Stethomyia is a subgenus of the mosquito genus Anopheles. The type species is Anopheles nimbus. There are five species in this subgenus.

History
This genus was created by Frederick Wallace Edwards in 1932.

Phylogeny
Of the seven extant subgenera of Anopheles, Stethomyia appears to be the earliest diverging clade.

This branching order is currently under examination and may be revised.

Distribution
This subgenus is found in the Caribbean and both Central and South America.

Countries where species of this subgenus are found include: Bolivia, Brazil, Costa Rica, Colombia, French Guiana, Guyana, Panama, Peru, Suriname, Trinidad and Tobago and Venezuela.
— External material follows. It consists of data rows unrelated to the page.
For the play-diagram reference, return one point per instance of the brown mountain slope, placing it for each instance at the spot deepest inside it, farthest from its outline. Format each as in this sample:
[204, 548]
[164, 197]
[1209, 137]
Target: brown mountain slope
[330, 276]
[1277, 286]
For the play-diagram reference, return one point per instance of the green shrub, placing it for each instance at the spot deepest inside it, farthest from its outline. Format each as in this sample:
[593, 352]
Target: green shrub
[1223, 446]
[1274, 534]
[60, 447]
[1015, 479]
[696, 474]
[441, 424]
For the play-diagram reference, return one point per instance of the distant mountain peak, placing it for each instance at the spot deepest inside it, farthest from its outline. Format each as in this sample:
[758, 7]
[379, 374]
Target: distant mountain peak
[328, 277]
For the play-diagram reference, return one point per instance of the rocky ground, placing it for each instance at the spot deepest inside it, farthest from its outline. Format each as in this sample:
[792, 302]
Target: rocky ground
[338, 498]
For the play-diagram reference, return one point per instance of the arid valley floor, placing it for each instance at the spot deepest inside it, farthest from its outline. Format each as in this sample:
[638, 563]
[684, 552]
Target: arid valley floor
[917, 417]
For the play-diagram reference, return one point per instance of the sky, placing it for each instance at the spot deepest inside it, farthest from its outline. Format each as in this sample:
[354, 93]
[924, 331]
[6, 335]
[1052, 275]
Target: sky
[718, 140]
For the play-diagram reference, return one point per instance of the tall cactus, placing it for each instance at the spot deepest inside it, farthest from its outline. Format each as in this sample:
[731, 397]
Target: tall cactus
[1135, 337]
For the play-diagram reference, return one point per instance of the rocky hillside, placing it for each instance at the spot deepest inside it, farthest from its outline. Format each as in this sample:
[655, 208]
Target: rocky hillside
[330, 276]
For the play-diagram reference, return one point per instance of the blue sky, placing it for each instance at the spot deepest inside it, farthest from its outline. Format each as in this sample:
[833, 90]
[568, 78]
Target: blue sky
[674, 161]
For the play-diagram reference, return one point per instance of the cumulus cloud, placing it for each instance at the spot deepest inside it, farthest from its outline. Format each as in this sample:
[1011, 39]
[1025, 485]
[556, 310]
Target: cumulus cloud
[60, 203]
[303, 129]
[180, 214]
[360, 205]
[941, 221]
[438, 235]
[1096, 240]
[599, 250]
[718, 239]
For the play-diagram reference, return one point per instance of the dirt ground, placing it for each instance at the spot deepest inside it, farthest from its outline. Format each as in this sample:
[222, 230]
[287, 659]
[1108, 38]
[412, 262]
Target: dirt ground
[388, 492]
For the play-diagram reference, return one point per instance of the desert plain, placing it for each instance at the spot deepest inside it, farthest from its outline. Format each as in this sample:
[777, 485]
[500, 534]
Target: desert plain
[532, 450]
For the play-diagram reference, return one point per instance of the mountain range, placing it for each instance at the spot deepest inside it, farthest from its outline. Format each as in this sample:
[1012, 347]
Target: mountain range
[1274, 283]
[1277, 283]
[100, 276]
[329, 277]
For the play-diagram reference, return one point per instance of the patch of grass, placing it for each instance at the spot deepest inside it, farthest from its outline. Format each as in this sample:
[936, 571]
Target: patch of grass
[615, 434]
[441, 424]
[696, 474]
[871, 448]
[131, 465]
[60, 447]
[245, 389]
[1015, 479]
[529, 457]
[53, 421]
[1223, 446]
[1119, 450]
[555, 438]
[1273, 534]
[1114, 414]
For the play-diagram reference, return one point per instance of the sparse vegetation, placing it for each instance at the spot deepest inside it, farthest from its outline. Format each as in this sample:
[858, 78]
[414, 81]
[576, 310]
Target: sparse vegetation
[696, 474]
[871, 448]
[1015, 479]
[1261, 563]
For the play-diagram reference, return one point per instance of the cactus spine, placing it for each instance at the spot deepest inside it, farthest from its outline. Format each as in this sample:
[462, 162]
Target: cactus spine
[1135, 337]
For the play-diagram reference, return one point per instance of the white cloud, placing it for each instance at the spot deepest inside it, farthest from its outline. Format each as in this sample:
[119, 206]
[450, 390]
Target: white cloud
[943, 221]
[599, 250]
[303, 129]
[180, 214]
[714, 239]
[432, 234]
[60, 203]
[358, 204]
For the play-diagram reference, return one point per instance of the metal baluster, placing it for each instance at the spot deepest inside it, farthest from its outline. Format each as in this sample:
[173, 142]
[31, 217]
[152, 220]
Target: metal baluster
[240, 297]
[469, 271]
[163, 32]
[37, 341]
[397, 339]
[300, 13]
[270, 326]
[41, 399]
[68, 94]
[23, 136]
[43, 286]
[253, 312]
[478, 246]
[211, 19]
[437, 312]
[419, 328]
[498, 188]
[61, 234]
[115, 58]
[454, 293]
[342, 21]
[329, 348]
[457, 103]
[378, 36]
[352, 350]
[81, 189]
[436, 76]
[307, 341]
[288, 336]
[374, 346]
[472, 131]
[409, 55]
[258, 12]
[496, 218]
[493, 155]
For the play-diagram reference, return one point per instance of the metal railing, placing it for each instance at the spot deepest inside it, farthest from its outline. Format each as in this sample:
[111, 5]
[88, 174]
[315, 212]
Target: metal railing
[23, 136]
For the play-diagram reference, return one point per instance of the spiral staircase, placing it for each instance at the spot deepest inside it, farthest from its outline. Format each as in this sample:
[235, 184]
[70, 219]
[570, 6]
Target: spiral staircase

The species in this subgenus are forest mosquitoes and to date have been poorly studied. Larvae and pupal forms have been found in shaded marshy and swampy areas along streams within forests. Adult females are known to feed on humans.

Description
Eggs:

Larvae:

 Widely separated seta 2-C
 The long pleural setae have thorn-like branches on one side only
 Abdominal setae 1 are vestigial or absent
 Anterolateral spiracular lobes have a narrow finger-like process
 Spiracles are prominent and widely spaced

Pupae:

Pupae do not seem to bear subgeneric characters.

Adults:

These species are all dark mosquitoes and lack pale scaling on the maxillary palpi, wings or legs found in other species.

They have a median longitudinal silvery stripe on the scutum and lack prealar setae.

Male genitalia gonocoxites have an internal seta and a single long parabasal seta that is not borne on a tubercle.

Medical importance
None of the species in this genus transmit malaria.